Pourquoi les barrières physiques comptent toujours

Bien que l'insecticide soit important, la barrière physique fournie par la moustiquaire est essentielle. Même si un moustique est résistant à l'insecticide, la moustiquaire l'empêche toujours de piquer la personne qui dort dessous. Cette protection individuelle reste substantielle jusqu'à ce que les populations de moustiques deviennent très résistantes, selon l'étude eLife. Une moustiquaire intacte et correctement utilisée peut réduire considérablement les piqûres de moustiques, indépendamment de la résistance aux insecticides. Cependant, si la moustiquaire a des trous ou des déchirures, les moustiques peuvent trouver leur chemin à travers. Il est donc crucial d'utiliser une moustiquaire en bon état et de veiller à ce qu'elle soit correctement rentrée. La barrière physique protège également la communauté au sens large en réduisant le nombre de moustiques qui se nourrissent sur les humains et peuvent transmettre le parasite. Les barrières physiques sont une protection réelle lorsqu'elles sont correctement spécifiées, intactes et correctement utilisées.

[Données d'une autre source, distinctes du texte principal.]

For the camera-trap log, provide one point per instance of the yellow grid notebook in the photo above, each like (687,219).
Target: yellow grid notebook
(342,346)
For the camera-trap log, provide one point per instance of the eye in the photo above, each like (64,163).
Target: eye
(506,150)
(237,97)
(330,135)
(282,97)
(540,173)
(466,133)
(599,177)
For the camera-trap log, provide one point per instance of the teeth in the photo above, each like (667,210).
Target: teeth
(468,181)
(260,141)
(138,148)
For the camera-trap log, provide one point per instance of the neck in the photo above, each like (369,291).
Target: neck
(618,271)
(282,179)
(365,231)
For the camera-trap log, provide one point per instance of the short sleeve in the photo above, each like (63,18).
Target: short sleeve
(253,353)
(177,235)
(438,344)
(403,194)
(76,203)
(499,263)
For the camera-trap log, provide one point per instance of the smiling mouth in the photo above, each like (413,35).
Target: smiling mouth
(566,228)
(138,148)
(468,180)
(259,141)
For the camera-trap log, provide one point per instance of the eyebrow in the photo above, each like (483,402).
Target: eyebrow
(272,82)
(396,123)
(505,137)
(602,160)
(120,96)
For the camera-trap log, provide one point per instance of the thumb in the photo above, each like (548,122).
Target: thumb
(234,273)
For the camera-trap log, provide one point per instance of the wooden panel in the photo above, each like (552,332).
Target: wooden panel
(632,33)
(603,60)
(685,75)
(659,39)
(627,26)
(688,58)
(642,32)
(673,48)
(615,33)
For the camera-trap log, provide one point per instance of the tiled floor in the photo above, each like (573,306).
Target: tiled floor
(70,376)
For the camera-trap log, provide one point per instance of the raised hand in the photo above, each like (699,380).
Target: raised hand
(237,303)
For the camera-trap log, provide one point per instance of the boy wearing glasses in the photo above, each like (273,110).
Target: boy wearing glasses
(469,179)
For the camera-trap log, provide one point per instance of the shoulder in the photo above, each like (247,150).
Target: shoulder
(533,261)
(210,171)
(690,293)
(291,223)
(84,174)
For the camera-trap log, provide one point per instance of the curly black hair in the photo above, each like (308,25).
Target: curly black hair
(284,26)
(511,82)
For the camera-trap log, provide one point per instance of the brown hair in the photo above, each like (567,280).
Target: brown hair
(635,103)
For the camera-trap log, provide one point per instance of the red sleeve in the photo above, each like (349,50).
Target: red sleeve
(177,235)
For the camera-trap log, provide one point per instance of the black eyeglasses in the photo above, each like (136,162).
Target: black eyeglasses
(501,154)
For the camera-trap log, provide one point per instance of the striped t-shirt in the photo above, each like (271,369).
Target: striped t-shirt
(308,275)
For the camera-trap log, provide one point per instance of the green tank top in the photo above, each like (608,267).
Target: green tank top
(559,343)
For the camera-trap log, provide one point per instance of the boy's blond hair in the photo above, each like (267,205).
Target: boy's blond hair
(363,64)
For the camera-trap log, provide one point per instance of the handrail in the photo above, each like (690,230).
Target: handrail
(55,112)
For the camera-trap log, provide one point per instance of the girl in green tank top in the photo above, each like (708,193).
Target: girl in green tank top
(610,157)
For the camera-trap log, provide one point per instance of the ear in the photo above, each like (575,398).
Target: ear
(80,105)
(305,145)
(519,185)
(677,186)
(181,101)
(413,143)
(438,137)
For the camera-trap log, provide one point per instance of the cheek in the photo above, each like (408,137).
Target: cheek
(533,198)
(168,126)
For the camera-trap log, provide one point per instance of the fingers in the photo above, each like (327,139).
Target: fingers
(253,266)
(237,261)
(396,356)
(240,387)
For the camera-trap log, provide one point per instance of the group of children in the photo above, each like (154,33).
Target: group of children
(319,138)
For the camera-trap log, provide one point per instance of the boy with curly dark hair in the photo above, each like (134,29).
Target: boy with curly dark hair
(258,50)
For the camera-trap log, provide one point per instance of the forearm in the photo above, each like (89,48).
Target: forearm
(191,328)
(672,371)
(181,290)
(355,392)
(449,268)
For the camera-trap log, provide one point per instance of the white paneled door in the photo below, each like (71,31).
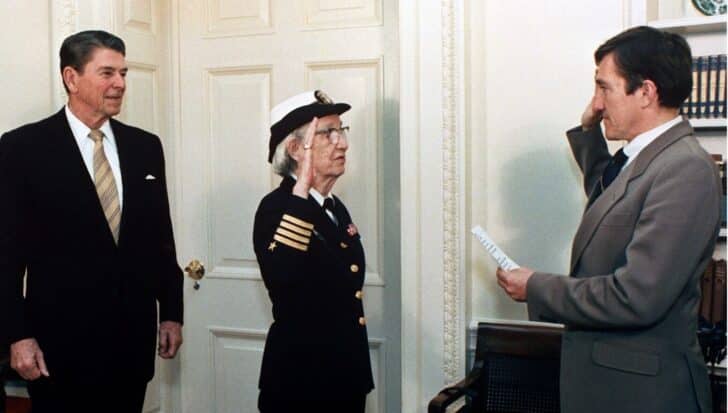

Choisir la bonne moustiquaire dans un monde en évolution

Lors du choix d'une moustiquaire, il est important de tenir compte du niveau local de résistance aux pyréthrinoïdes. Dans les zones à résistance nulle ou faible, les moustiquaires standard à base de pyréthrinoïdes uniquement restent efficaces. Dans les zones à résistance modérée à élevée, les moustiquaires à double ingrédient, telles que celles à pyréthrinoïdes-PBO ou à pyréthrinoïdes-chlorfénapyr, offrent une meilleure protection. L'OMS recommande aux pays d'utiliser les données sur la résistance des moustiques pour guider leurs choix de moustiquaires. Cela fait partie d'une stratégie plus large de gestion de la résistance aux insecticides. Alors que la menace du paludisme persiste, avec environ 282 millions de cas dans le monde en 2024 selon l'OMS, il est essentiel d'utiliser les outils les plus efficaces disponibles. Les moustiquaires plus récentes deviennent plus largement disponibles et représentent une avancée importante. Cependant, aucun outil unique ne suffit ; il faut associer les moustiquaires à d'autres mesures telles que la pulvérisation intradomiciliaire à effet rémanent et l'accès rapide au diagnostic et au traitement.